Exonic Splice Enhancers and RNA secondary structure
It has been proposed that synonymous sites may experience constraint because they play a role in controlling splicing or RNA stability . For example, synonymous sites may be part of an exonic splice enhancer (ESE) motif or lead to a more stable base-paired RNA that is less susceptible to degradation. Although codon usage bias (resulting from unequal abundances of tRNAs and subsequent selection at synonymous sites in favour of codons corresponding to the most abundant tRNAs) has also been proposed as an explanation of synonymous site selection, the evidence for this in mammals is weak . We therefore looked at the distribution of each predicted ESE motif across chromatin categories to see if their relative densities could explain the high levels of synonymous selection in closed chromatin. The density of a large proportion of ESE hexamers (44%) displayed a significant negative correlation with chromatin structure. However, given the base composition of ESE hexamers and coding regions across chromatin categories, we actually observed far fewer hexamers displaying a negative correlation than we would expect by chance (66%). This is because coding sequence base composition is itself correlated with chromatin structure and ESEs also show biases in their base composition. As shown in Figure 5A, excluding all sites from coding regions that overlap a predicted ESE hexamer leads to only a small increase in the rate of transitions observed at fourfold degenerate sites. Consequently, either there are many ESE motifs that are yet to be determined, or selection at synonymous sites is at most only partly the result of exonic splice enhancers.
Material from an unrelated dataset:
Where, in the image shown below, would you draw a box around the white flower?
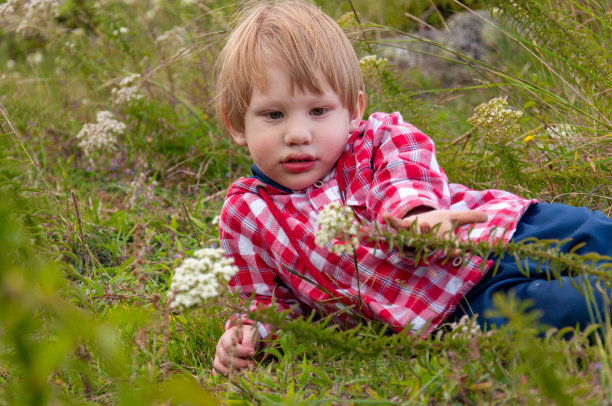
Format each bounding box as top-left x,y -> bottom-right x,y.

We also compared the distribution of gene types across chromatin categories. If genes whose RNA structure is important were preferentially located in closed chromatin we may expect an over-representation of non-protein coding genes in closed regions. As shown in figures 5C+D, certain classes of non-protein coding genes are indeed over-represented in closed chromatin (rRNAs and snRNAs), while the distribution of other types of genes such as miRNAs and snoRNAs show no relationship with chromatin structure.
Further analysis is therefore required to determine why protein coding genes in closed regions of the genome display such comparatively high levels of selection at their synonymous sites. If it is indeed because of a requirement for a more stable secondary structure, then we may expect that the predicted stability of mRNAs from closed regions would be greater than those in open . Future tests of this kind may help determine the reasons behind the enrichment of selection at synonymous sites in closed chromatin observed in this study.